Natale blindato, 70mila agenti in strada. Rischio esodo verso il Sud

Saranno impiegati 70mila agenti per i controlli durante le feste di Natale, lo ha annunciato il ministro dell’Interno Lamorgese. In particolare la Polizia di Stato sarà schierata alle frontiere, negli aeroporti, nelle stazioni ma controllerà anche negozi, ristoranti e locali nel rispetto delle norme di sicurezza in vigore. Secondo il nuovo dpcm sarà vietato spostarsi fra Regioni dal 21 dicembre fino al 6 gennaio, un blocco che ha già fatto registrare il repentino aumento dell’acquisto dei biglietti aerei per la settimana che corre dal 13 al 20 dicembre. Alitalia ha registrato un nell’ultima settimana un incremento del 50% delle prenotazioni nella settimana tra il 14 e il 20 dicembre, e del 13% in quella tra il 21 e il 27 dicembre. In via di esaurimento le scorte di biglietti Flixibus a bordo delle linee dirette al Sud. Deciso incremento ma senza il temuto assalto al treno per quanto riguarda il trasporto ferroviario.
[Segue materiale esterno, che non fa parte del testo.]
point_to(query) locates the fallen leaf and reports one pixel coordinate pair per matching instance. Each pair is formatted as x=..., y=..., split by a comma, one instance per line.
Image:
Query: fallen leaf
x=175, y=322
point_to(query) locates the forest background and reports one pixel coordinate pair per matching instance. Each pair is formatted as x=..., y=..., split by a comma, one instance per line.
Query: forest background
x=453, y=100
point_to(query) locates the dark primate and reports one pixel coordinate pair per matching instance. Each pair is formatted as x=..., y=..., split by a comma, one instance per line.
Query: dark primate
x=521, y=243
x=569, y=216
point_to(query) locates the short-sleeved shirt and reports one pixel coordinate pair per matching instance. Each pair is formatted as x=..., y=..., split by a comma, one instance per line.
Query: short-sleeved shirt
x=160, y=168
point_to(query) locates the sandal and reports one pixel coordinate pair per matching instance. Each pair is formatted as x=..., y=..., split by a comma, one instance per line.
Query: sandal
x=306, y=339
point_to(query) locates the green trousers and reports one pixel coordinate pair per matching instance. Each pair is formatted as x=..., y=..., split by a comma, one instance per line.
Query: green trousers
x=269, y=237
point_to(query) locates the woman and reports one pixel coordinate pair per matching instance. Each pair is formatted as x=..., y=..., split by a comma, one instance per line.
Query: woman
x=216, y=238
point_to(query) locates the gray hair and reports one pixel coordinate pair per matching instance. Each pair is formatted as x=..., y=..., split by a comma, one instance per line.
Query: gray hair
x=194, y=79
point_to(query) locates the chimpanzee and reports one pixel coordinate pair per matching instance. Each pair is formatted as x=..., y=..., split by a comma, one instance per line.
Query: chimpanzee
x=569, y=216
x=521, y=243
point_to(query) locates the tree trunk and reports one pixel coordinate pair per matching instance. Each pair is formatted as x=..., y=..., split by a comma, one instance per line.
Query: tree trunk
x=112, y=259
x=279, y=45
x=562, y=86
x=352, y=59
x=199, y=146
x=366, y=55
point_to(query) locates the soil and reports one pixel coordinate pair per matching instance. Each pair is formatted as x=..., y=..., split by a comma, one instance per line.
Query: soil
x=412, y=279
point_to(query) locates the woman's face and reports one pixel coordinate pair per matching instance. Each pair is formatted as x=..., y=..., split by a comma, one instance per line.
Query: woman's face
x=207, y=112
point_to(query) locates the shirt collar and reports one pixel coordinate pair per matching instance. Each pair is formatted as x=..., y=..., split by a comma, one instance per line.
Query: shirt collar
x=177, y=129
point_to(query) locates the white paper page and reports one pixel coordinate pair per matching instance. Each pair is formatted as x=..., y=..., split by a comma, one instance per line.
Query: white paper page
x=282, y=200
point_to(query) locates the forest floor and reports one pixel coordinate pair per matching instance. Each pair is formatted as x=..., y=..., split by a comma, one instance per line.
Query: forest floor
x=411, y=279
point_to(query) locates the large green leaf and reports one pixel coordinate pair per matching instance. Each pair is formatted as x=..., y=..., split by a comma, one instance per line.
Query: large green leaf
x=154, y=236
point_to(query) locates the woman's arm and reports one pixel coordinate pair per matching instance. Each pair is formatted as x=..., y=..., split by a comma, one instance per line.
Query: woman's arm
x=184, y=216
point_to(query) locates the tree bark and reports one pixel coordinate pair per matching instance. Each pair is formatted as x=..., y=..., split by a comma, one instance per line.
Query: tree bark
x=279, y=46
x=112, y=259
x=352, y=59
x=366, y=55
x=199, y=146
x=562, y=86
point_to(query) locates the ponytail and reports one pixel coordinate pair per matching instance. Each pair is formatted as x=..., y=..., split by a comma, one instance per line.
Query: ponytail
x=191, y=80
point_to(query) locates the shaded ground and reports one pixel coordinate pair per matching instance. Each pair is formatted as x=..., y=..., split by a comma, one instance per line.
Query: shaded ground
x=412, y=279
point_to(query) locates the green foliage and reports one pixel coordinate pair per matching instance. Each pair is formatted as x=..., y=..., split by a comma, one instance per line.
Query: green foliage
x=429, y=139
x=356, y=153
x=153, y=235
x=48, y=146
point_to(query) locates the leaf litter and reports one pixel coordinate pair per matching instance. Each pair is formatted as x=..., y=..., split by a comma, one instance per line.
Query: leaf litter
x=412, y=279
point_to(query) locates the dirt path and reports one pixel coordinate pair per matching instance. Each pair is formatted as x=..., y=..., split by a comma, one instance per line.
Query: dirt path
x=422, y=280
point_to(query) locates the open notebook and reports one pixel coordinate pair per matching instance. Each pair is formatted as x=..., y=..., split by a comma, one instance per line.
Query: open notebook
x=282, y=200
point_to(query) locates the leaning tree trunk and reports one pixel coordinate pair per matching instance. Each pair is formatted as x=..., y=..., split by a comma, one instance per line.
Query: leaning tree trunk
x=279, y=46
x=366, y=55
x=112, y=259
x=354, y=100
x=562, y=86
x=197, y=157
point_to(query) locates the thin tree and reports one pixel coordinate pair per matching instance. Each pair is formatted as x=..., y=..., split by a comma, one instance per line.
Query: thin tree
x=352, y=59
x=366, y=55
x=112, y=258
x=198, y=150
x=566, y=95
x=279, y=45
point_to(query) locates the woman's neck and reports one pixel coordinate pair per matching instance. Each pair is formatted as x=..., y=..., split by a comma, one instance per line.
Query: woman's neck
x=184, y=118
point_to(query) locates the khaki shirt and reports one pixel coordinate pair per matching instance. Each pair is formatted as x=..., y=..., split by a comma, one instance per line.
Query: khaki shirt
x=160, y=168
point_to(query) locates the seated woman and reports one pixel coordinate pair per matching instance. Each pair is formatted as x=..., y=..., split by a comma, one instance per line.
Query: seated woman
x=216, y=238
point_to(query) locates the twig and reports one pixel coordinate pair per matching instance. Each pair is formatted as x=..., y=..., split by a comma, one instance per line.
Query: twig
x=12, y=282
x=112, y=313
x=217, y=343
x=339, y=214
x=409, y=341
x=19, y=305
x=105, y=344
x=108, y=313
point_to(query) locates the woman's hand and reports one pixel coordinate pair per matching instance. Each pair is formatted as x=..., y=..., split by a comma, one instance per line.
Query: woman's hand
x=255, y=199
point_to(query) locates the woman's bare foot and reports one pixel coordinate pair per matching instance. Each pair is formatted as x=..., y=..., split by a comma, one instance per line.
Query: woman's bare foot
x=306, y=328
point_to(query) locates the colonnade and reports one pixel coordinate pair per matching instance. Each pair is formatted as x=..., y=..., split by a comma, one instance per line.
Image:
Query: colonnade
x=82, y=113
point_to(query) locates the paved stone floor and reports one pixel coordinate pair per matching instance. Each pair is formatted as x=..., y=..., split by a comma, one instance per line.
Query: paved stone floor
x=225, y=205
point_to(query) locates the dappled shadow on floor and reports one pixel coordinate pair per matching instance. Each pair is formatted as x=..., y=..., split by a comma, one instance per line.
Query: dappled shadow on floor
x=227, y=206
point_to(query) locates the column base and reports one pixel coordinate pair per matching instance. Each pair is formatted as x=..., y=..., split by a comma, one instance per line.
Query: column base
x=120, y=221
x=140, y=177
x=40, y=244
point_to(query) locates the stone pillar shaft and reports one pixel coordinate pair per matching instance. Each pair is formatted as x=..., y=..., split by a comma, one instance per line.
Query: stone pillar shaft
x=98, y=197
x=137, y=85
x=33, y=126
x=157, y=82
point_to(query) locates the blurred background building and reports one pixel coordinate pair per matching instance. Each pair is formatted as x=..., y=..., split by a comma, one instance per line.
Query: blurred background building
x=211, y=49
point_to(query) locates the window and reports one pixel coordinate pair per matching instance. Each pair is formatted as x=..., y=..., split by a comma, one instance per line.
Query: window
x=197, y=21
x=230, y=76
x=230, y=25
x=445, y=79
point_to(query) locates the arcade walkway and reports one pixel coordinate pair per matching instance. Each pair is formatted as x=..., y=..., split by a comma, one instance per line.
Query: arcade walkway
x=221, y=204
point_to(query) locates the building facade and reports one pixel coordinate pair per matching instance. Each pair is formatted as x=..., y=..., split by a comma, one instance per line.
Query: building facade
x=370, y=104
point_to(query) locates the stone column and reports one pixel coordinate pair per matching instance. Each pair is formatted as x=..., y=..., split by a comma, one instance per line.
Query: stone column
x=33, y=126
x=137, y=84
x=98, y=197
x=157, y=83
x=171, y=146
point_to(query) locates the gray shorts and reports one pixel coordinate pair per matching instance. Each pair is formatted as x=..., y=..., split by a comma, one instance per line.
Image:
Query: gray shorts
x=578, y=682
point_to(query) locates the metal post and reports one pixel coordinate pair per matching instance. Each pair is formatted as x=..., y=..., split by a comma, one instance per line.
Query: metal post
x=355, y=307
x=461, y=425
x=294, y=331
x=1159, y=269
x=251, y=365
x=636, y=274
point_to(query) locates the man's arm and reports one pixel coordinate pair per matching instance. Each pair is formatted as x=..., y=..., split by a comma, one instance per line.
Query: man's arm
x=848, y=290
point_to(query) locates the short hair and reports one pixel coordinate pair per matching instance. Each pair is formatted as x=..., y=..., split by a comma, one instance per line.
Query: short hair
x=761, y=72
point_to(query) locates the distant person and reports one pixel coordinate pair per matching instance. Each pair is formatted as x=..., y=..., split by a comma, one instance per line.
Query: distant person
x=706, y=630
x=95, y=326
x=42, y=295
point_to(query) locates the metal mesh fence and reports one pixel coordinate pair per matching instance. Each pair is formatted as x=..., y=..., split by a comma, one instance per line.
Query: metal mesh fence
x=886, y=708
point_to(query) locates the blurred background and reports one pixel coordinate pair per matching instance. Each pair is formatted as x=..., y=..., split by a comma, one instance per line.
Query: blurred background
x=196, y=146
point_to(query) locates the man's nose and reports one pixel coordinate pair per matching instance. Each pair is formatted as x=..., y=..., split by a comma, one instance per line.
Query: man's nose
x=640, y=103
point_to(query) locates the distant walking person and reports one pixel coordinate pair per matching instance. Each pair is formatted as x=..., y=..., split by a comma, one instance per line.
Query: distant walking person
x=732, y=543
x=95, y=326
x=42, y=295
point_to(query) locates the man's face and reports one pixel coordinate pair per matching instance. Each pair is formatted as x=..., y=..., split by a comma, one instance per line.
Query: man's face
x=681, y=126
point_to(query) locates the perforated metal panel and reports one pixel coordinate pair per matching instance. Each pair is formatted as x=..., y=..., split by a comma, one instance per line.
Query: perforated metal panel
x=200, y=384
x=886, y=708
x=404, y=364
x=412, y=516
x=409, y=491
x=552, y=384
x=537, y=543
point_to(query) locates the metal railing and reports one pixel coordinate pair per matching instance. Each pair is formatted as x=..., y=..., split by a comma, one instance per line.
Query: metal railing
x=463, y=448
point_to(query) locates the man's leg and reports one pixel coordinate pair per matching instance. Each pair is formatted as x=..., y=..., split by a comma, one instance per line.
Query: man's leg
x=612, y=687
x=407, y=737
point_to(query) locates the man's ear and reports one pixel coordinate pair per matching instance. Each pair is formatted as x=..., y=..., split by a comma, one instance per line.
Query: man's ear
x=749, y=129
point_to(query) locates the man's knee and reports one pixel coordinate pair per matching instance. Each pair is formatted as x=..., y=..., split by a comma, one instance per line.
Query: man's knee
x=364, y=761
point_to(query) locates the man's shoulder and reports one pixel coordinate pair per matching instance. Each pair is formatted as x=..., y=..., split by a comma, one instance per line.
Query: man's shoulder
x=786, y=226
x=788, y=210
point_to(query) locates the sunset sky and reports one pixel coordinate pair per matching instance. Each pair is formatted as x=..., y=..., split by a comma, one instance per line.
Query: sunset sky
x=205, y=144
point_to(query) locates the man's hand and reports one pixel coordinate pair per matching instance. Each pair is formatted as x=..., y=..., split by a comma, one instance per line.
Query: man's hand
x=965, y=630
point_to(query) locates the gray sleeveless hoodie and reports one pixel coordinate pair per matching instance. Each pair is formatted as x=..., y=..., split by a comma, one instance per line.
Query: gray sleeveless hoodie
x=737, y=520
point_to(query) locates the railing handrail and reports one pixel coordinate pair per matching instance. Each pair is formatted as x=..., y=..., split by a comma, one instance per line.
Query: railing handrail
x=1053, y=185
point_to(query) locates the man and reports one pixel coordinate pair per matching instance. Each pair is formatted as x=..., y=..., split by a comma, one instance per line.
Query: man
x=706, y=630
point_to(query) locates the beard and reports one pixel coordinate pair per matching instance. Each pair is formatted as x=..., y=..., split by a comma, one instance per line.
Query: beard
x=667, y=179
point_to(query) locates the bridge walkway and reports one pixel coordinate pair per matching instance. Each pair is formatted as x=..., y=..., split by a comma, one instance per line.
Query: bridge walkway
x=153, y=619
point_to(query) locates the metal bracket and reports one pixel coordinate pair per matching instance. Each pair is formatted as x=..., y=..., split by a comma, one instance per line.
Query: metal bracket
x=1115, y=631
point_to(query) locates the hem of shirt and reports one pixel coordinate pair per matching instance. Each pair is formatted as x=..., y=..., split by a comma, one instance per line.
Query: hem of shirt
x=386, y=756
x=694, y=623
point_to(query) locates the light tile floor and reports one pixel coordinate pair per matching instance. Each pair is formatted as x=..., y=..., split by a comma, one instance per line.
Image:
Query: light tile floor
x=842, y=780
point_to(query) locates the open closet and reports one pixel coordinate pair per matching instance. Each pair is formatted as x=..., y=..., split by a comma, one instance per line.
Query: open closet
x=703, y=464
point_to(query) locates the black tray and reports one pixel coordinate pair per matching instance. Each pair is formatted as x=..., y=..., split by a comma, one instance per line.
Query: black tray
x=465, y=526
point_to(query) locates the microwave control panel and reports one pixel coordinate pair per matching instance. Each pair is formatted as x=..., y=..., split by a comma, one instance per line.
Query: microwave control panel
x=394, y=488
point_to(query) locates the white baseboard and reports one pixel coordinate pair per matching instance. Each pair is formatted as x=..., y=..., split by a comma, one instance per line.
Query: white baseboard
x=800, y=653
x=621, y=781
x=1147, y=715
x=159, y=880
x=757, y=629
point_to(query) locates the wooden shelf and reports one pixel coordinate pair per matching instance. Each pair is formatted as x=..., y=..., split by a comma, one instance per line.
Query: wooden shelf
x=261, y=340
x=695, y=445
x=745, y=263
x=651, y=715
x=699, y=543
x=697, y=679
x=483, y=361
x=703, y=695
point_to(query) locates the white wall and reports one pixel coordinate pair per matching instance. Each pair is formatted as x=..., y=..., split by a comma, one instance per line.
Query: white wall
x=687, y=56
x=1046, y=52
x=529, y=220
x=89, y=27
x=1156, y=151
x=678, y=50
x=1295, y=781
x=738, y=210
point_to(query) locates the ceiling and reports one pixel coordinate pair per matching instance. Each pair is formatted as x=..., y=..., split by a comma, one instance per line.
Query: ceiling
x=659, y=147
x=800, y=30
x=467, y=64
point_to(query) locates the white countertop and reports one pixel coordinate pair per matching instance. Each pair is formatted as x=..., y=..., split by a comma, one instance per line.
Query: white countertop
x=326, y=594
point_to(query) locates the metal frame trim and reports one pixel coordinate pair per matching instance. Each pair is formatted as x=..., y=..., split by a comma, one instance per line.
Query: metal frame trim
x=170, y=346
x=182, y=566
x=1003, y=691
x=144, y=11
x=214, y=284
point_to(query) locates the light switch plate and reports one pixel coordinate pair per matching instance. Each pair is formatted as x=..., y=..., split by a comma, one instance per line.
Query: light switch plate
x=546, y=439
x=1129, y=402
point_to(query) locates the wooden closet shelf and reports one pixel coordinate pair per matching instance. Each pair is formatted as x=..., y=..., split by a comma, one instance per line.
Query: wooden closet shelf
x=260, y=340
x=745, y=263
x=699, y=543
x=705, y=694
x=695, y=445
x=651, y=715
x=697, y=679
A bordo dei convogli Trenitalia, ad esempio, ancora oggi vige il criterio della disposizione dei posti occupabili a scacchiera su Frecce e Intercity, con soltanto il 50% di posti acquistabili sul totale, in più perché le persone sono ormai abituate a queste regole a differenza di quanto era successo a marzo.

È stata inviata ai prefetti della Repubblica una circolare del capo di Gabinetto del ministero dell’Interno, Bruno Frattasi, che fornisce le indicazioni sui profili attuativi del nuovo Dpcm.

Nella circolare si evidenzia che tra le situazioni di necessità, per le quali resta fermo l’uso del modulo di autodichiarazione, può farsi rientrare, a mero titolo di esempio, l’esigenza di raggiungere parenti, ovvero amici, non autosufficienti, allo scopo di prestare ad essi assistenza. Il Viminale raccomanda di voler pianificare, nell’ambito dei lavori del Comitato provinciale per l’ordine e la sicurezza pubblica, mirati servizi di controllo del territorio, specie in prossimità delle festività natalizie, dedicando particolare attenzione alle aree di maggiore affollamento, in cui si possono verificare fenomeni di inosservanza, anche involontaria, delle misure di distanziamento interpersonale. Andranno opportunamente sensibilizzati tutti gli attori della sicurezza urbana coinvolti nel dispositivo di controllo, tenuto conto della necessità di rafforzare le risorse in campo in ragione della maggiore gravosità dell’impegno. Analoga attenzione andrà rivolta ai controlli da effettuarsi sulle principali arterie di traffico e sui vari nodi delle reti di trasporto, in considerazione, soprattutto, degli spostamenti conseguenti alle particolari restrizioni previste.

Nel caso di soggiorno o transito nei quattordici giorni anteriori all’ingresso in Italia in uno o più Stati o territori, occorrerà presentare al vettore e agli organi preposti ai controlli l’attestazione di essersi sottoposti, nelle 48 ore antecedenti all’ingresso, e quindi in territorio estero, a tampone risultato negativo. La mancata presentazione di tale attestazione comporterà, fra l’altro, l’applicazione dell’obbligo di sottoporsi alla sorveglianza sanitaria e all’isolamento fiduciario per un periodo di quattordici giorni.